Due to the advantages of low production cost, simple structure, low power consumption, small size, and ease of assembly, the light emitting diode (LED) has been widely applied in various fields.
FIG. 1 is a cross-sectional diagram of a light emitting diode 100 packaged by conventional wire bonding technique. The light emitting diode 100 includes a substrate 110, a N-type semiconductor layer 120, a light-emitting layer 130, a P-type semiconductor layer 125, and electrodes 140 and 145 contacted with the N-type semiconductor layer 120 and P-type semiconductor layer 125 respectively. The light emitting diode 100 is mounted on a packaged base 160, and the electrodes 140 and 145 of the light emitting diode 100 are electrically connected to conductive regions 150 and 155 of the packaged base 160 respectively.
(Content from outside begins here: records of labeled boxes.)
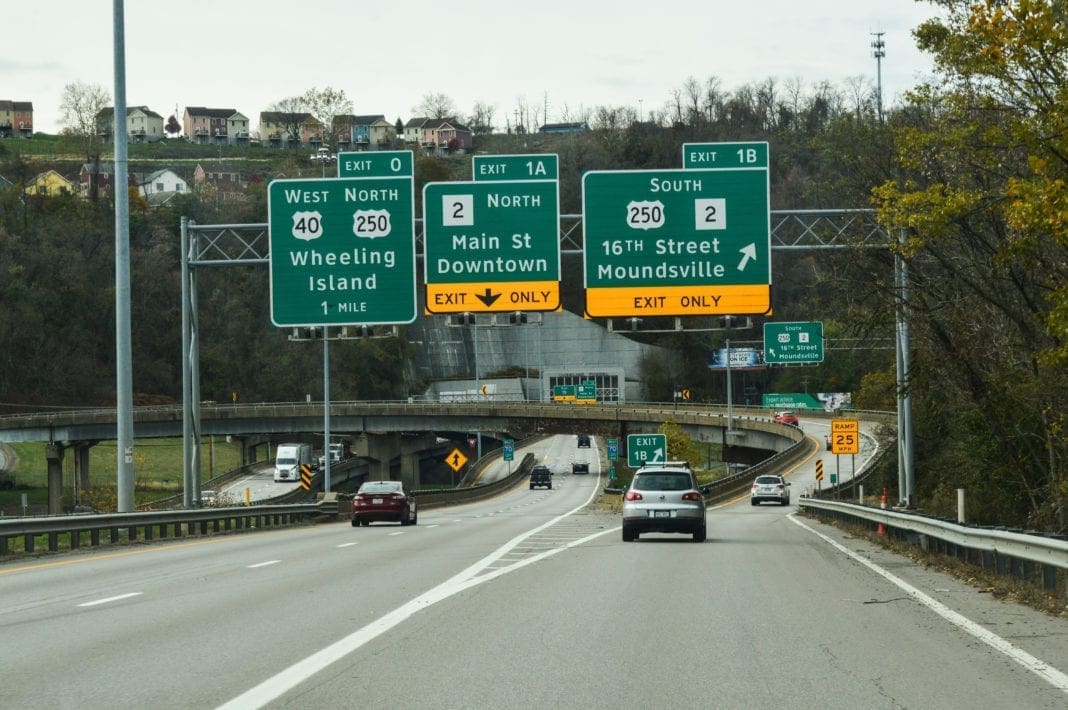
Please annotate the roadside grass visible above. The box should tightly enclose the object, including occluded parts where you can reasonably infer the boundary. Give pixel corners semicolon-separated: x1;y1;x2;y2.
805;516;1068;618
0;438;241;515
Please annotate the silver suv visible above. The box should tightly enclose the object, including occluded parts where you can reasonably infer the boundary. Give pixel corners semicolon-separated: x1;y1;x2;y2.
623;463;706;542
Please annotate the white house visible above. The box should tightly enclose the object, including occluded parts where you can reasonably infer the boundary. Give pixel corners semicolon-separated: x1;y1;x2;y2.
141;169;189;198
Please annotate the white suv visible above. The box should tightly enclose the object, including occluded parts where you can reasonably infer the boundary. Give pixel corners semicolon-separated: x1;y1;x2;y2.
623;463;706;542
749;474;790;505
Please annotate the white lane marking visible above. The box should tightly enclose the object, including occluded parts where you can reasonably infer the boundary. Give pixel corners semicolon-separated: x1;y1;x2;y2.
78;591;144;606
248;559;282;569
787;512;1068;693
219;474;619;710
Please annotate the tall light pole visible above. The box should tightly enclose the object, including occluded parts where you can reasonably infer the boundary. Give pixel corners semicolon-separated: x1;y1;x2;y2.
312;148;337;178
871;32;886;123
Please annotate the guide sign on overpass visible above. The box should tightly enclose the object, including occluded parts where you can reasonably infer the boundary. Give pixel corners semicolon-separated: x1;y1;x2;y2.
582;156;771;318
627;433;668;469
267;176;417;327
764;321;823;365
423;180;561;314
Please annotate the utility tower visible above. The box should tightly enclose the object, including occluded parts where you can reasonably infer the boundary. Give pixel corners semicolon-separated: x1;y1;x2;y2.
871;32;886;124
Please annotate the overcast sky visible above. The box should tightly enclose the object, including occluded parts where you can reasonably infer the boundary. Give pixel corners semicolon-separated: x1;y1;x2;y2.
8;0;936;132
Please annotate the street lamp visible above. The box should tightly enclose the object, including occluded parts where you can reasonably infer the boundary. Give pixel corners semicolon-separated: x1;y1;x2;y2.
312;148;337;177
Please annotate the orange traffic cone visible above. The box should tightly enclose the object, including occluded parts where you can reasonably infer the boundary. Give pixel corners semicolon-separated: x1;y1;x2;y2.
876;488;886;535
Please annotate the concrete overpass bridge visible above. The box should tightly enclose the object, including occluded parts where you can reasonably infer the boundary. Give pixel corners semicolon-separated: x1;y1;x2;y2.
0;401;803;512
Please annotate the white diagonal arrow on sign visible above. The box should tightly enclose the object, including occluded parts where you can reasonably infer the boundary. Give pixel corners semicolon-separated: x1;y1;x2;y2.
738;244;756;271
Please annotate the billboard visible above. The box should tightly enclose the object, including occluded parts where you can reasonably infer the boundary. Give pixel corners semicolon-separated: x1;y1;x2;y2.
760;392;853;412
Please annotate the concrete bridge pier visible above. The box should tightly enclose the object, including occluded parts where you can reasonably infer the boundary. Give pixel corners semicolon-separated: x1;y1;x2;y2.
45;442;63;515
226;435;270;466
352;433;437;488
73;441;96;500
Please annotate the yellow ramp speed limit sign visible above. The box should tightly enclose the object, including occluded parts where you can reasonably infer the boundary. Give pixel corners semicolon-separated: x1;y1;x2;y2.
831;419;861;455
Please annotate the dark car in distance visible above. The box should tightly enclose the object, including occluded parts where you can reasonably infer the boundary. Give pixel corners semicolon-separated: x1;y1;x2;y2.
352;480;418;527
531;464;552;490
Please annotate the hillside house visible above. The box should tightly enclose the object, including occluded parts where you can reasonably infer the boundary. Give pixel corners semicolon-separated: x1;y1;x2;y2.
182;106;251;145
96;106;166;143
0;99;33;138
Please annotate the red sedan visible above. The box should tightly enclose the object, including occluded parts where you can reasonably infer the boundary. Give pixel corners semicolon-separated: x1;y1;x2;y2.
352;480;418;527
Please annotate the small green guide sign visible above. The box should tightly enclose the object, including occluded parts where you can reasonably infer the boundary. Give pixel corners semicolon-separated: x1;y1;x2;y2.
764;321;823;365
627;433;668;469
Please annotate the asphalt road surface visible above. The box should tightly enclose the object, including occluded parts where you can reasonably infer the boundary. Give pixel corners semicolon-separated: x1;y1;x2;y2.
0;437;1068;710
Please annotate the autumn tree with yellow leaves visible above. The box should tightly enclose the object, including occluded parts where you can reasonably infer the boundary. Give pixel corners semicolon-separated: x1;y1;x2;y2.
874;0;1068;532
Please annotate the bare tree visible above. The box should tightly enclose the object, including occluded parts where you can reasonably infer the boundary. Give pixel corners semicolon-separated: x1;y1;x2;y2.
703;77;722;124
60;81;111;162
412;94;456;119
682;77;704;126
467;101;493;136
267;96;312;148
301;86;352;146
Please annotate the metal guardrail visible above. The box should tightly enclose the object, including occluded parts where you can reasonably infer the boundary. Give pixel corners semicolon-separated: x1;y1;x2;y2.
0;501;328;555
798;498;1068;595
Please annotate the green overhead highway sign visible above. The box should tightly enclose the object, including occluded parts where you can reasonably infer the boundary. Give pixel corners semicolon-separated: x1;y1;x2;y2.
337;151;415;177
267;176;417;327
627;433;668;469
471;153;560;182
764;322;823;365
423;180;561;314
582;167;771;318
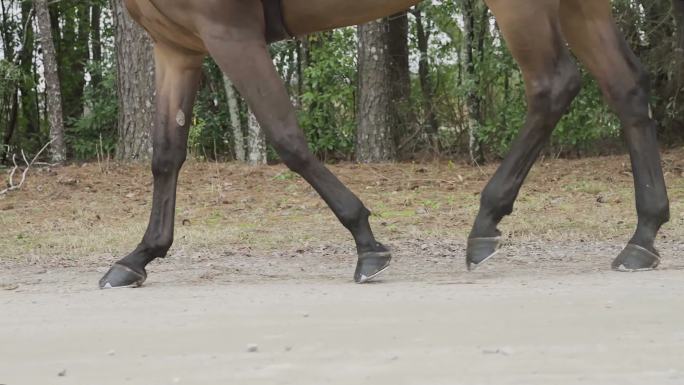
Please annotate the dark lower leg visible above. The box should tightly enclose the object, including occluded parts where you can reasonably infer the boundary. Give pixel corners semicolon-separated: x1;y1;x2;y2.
562;0;669;270
100;46;201;287
623;109;670;252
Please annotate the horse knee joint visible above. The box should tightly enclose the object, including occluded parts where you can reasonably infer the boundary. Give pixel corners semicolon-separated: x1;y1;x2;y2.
528;60;582;121
152;149;186;176
276;143;314;173
480;184;515;220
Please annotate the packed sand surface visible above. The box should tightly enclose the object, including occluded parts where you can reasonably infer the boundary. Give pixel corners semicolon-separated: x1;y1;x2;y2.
0;149;684;385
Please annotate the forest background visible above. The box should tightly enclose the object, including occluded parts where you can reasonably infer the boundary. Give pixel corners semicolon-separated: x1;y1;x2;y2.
0;0;684;167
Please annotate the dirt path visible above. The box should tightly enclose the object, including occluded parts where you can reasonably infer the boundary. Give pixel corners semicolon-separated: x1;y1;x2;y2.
0;149;684;385
0;242;684;385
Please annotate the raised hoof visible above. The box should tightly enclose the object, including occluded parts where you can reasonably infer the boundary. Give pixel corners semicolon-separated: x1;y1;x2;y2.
100;263;147;289
354;246;392;283
466;237;501;271
613;243;660;272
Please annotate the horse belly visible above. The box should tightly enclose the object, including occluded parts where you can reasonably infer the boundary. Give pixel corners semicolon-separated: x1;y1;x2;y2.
124;0;207;53
282;0;421;35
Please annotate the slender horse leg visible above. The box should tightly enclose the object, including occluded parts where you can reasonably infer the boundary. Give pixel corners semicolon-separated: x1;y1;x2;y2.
100;44;203;288
561;0;670;271
466;0;581;269
201;2;391;283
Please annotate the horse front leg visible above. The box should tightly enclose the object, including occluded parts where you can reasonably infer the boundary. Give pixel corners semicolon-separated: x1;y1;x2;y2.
466;0;581;270
561;0;670;271
100;44;202;289
202;2;391;283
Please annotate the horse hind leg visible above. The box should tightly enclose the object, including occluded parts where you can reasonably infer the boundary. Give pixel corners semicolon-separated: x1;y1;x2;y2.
466;0;581;269
198;2;391;283
100;44;203;289
561;0;669;271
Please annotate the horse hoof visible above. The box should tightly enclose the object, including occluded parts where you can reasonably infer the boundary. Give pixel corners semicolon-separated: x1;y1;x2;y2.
100;263;147;289
466;237;501;271
354;245;392;283
612;243;660;272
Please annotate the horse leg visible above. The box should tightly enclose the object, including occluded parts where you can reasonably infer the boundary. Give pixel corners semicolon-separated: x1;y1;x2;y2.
466;0;581;269
561;0;670;271
202;2;391;283
100;44;203;288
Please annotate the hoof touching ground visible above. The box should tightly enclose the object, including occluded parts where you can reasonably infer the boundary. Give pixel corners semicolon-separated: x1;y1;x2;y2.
100;263;147;289
466;237;501;271
612;243;660;272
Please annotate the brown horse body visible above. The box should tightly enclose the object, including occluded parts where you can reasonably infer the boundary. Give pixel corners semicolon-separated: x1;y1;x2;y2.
100;0;669;287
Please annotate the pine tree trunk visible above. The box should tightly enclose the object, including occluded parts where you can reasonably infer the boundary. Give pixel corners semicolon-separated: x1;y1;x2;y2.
247;111;268;166
670;0;684;140
223;75;247;162
35;0;66;163
463;0;484;164
112;0;155;160
389;12;413;146
356;19;396;163
413;8;439;138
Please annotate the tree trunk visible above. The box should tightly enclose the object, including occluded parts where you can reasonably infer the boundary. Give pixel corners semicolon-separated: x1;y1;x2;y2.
413;7;439;140
356;19;396;163
463;0;484;164
223;75;247;162
35;0;66;163
90;4;102;88
670;0;684;140
112;0;155;160
389;12;413;146
19;3;40;135
247;111;268;166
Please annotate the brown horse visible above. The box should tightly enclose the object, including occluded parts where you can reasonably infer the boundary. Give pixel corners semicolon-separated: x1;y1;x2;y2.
100;0;669;288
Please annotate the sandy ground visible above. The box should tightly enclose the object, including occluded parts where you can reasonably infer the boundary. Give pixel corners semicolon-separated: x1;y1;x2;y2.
0;242;684;385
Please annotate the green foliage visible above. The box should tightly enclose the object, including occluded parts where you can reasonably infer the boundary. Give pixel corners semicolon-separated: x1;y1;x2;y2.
65;63;118;160
188;59;232;159
0;60;23;100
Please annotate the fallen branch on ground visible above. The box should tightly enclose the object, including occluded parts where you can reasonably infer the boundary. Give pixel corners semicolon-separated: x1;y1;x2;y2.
0;139;55;195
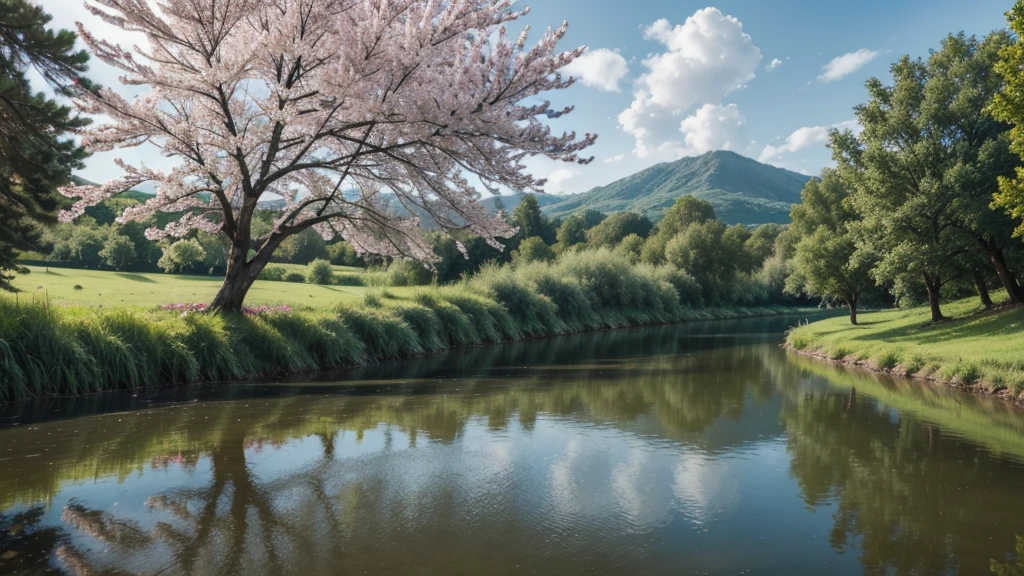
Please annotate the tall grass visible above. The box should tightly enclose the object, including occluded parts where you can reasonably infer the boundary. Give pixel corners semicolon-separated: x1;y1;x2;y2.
0;249;794;401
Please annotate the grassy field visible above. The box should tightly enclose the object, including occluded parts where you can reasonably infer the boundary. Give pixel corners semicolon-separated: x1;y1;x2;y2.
14;264;399;308
787;299;1024;396
0;249;792;401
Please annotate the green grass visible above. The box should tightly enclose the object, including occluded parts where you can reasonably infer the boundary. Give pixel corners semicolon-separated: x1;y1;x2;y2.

Referring to FIG. 1, the light emitting diode 100 includes an illuminating region A (i.e. the region covering the light-emitting region 130) and a non-illuminating region B (i.e. the region not covering the light-emitting region 130). However, the electrode 145 screens out part of the light generated from the light-emitting region 130 in the illuminating region A, such that the intensity of the outputted light from the light emitting diode 100 will be reduced.
FIG. 2 is a cross-sectional diagram of a light emitting diode 200 packaged by known flip chip packaging. The light emitting diode 200 includes a transparent substrate 210, a N-type semiconductor layer 220, a light-emitting layer 230, a P-type semiconductor layer 225, and electrodes 240 and 245 being contacted with the N-type semiconductor layer 220 and P-type semiconductor layer 225 respectively. The light emitting diode 200 is connected to conductive regions 250 and 255 of the packaged base 260 by solder 270 without the need of die bonding process and/or wire bonding process.
Referring to FIG. 2, in the illuminating region A of the flip-chip light emitting diode 200, the light emitted upwardly will not be screened out by the electrode 245, such that the lighting efficiency of the flip-chip light emitting diode 200 would be better than that of the wire-bond light emitting diode 100. However, the flip-chip light emitting diode 200 still has a non-illuminating region B which typically occupies about 20 to 30 percents of the whole die size, and therefore has a limited light intensity.
Therefore, it is necessary to provide a structure and a manufacturing method for further improving luminous efficiency of the light emitting diode and method of the same.